Piloris, alias Pila, had been hired by Singhoney Perera and Baron Singho to carry out the murder since he knew how to handle a gun, having fought in the Boer War under Winston Churchill. Singhoney Perera and Baron Singho had also purchased a gun from the Walkers for Rs 25 and kept Pila in a rented room. They had planned to kill him after the murder, but failed when Pila took a different escape route. He was arrested by the police and confessed to the murder. He was offered a pardon, in exchange for becoming a crown witness.

Singhoney Perera was found guilty and sentenced to death. Baron Singho was acquitted. On 14 June at 8:00 am, Perera was executed at Welikade prison.
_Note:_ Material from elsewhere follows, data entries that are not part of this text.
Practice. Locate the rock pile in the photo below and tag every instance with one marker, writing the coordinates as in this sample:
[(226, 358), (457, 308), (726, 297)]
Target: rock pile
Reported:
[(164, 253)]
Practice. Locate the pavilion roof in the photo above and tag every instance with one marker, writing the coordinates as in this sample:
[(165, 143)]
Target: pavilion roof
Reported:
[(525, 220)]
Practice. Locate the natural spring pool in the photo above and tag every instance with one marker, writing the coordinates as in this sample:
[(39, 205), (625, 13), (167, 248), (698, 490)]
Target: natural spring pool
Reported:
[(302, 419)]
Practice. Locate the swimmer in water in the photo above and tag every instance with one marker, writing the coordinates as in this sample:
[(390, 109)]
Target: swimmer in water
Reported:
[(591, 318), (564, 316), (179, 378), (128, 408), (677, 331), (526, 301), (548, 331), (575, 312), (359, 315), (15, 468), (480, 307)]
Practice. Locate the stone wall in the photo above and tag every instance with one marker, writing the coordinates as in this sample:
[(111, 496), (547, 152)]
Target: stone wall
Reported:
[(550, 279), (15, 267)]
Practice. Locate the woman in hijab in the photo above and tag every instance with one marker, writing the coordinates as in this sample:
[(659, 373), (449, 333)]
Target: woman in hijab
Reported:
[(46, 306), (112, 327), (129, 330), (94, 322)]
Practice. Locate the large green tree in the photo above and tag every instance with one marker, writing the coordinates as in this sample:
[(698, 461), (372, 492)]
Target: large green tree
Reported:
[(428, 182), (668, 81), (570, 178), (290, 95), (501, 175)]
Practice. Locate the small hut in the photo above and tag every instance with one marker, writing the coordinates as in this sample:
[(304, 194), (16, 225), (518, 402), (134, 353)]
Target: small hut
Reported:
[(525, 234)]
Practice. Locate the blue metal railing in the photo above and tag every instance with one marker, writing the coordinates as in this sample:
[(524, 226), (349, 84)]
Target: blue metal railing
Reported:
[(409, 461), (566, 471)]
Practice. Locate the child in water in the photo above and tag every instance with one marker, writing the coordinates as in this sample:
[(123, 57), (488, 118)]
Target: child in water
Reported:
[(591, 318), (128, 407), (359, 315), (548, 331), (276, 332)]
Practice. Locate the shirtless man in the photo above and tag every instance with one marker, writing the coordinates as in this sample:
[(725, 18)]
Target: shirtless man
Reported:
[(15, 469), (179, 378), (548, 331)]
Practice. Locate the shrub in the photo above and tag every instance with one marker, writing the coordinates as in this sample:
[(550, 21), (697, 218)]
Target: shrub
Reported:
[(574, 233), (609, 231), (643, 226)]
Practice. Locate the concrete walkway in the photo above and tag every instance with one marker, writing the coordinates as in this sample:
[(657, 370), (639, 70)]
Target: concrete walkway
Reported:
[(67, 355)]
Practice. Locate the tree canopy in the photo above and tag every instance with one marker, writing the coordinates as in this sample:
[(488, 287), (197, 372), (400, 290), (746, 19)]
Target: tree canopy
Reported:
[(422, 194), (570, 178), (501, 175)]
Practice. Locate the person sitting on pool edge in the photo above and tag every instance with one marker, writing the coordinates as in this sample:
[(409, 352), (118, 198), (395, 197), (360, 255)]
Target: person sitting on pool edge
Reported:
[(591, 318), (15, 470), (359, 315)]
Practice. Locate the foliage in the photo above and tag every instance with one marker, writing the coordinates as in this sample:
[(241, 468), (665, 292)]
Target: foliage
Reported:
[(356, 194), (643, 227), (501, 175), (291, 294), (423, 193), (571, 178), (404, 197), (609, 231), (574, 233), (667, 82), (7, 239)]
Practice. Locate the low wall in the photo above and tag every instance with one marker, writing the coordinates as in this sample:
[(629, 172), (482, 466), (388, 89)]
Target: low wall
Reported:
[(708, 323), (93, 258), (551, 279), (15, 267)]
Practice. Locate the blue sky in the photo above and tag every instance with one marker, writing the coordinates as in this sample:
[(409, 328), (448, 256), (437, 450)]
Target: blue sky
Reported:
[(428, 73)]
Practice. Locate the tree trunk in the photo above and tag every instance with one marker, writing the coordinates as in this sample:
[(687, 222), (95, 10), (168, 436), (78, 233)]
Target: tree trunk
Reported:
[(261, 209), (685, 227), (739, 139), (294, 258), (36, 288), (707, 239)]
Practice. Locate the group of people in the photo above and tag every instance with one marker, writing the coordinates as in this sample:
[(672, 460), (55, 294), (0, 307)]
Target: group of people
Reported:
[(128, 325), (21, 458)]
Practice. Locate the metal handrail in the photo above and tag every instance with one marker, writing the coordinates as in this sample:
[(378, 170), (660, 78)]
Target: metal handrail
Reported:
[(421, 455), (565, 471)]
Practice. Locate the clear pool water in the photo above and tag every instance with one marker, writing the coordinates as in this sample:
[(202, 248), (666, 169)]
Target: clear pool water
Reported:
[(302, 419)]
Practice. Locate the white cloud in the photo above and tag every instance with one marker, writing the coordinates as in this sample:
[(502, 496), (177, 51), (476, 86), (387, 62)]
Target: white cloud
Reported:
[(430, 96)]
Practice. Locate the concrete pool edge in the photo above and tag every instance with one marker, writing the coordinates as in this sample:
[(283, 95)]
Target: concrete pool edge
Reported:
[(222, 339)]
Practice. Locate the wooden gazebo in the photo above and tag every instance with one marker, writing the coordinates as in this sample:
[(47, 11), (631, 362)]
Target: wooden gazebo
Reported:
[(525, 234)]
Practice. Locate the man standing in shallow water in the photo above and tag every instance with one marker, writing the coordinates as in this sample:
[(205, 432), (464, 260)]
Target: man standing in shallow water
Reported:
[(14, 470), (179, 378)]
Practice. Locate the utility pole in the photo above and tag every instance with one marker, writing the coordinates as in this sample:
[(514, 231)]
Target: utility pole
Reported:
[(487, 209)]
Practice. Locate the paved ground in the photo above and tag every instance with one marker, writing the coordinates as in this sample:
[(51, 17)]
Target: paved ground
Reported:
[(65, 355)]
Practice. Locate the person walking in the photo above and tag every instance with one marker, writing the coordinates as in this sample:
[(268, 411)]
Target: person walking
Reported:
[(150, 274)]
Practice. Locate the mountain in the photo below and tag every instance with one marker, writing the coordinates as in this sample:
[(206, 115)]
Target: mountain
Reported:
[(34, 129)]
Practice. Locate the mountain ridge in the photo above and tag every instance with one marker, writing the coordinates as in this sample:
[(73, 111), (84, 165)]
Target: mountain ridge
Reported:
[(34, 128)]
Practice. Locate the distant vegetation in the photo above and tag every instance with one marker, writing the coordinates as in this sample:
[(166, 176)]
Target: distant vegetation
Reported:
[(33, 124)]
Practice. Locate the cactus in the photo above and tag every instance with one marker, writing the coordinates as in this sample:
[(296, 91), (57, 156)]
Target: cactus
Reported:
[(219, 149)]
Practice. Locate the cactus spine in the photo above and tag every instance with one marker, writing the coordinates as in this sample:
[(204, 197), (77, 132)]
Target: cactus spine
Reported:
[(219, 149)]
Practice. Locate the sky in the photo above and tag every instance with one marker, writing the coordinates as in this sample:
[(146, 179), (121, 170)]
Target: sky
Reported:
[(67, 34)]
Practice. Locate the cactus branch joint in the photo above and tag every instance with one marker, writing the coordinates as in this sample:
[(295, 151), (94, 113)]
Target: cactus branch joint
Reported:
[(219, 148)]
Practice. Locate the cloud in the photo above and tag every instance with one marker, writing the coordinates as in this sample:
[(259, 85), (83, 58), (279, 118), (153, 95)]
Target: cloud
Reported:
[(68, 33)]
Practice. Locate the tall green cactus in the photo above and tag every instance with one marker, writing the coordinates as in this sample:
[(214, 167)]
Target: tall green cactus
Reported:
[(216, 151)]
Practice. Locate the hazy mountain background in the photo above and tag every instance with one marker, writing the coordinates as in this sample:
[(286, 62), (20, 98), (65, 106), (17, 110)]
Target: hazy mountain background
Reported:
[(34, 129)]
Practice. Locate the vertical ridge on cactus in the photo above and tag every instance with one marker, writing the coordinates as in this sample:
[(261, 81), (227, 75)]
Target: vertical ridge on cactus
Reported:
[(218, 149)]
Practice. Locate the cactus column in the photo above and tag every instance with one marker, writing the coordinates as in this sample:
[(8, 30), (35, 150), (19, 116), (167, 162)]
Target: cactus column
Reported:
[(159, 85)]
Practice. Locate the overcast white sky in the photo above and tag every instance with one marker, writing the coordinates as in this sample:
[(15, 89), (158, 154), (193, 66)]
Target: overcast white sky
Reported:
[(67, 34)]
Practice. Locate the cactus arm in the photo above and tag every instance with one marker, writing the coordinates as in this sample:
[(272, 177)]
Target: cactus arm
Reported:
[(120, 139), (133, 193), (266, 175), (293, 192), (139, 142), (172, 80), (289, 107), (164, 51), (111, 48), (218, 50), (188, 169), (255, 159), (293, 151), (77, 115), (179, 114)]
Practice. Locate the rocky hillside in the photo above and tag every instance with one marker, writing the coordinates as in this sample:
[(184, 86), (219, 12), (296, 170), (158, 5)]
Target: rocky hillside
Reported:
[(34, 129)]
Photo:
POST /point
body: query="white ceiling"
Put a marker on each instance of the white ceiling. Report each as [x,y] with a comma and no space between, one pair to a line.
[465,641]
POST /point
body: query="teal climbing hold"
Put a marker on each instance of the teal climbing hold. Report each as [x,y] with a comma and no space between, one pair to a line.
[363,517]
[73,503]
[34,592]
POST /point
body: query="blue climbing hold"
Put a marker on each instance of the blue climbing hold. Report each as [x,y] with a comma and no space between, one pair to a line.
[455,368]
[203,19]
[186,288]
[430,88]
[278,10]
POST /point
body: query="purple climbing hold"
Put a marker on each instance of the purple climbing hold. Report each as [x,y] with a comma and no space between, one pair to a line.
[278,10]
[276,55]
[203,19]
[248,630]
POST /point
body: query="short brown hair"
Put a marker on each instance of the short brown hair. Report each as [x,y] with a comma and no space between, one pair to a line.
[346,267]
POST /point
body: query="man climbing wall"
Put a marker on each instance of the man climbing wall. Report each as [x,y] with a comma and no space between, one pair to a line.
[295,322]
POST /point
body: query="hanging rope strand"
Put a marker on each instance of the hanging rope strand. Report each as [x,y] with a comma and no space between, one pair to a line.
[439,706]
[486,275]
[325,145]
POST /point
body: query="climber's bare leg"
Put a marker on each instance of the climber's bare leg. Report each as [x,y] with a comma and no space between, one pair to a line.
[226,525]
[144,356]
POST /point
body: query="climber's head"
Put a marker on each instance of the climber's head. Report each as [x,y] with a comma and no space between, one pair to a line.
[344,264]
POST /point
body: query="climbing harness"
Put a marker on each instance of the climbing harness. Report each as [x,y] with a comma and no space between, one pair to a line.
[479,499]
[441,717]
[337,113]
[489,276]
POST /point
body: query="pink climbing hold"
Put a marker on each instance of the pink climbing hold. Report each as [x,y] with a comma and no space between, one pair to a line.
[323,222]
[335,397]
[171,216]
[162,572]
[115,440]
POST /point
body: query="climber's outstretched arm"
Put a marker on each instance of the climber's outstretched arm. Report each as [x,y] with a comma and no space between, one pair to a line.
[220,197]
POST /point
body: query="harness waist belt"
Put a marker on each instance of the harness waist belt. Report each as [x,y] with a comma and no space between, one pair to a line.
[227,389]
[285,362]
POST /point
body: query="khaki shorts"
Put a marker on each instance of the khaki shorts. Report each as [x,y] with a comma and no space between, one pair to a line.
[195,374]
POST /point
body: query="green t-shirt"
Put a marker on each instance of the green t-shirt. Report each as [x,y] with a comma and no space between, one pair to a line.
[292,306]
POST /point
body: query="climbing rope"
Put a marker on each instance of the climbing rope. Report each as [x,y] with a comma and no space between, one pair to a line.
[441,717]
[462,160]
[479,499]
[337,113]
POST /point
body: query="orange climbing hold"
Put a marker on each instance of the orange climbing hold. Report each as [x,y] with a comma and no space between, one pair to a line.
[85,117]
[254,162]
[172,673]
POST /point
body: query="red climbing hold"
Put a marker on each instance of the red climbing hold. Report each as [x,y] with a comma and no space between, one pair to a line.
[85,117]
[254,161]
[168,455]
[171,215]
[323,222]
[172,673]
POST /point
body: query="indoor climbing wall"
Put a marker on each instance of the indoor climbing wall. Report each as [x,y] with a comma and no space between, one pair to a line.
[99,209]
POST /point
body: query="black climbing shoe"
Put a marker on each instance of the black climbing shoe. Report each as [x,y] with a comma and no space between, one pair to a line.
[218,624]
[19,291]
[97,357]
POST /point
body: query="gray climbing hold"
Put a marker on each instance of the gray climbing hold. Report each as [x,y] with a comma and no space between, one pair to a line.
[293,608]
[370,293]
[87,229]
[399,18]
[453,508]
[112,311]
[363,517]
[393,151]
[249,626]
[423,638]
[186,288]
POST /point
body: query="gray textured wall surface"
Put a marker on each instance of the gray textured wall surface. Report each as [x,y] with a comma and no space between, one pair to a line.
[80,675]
Despairing of the outcome, Kotelawala committed suicide in jail on the fourth day of the trial by taking poison, leaving a letter claiming his innocence.

==Long-term effects==
Alice Elizabeth Kotelawala and her young family faced destitution having spent a large amount of funds on her husband's legal defence. On his deathbed, Francis Dixon Attygalle willed his wealth to his sister Lena Jayewardene and unmarried younger sister Ellen who married F. R. Senanayake. The Senanayakes assisted Alice Kotelawala in her situation by giving her shares of the Kahatagaha Graphite Mine and of the family estates as well as taking care of the education of the Kotelawala children. F. R. Senanayake who was leading the Sri Lankan independence movement, died on a pilgrimage to India in 1924. Senanayake's brother D. S. Senanayake took over leadership of the independence movement and formed the United National Party and was elected as the first Prime Minister of Ceylon in 1947. He was loyally supported by Kotelawala's son John Kotelawala, who went on to become the third prime minister of Ceylon in 1953. F. R. Senanayake's son R. G. Senanayake and T. G. Jayewardene's son T. F. Jayewardene had active political careers serving as Members of Parliament and ministers.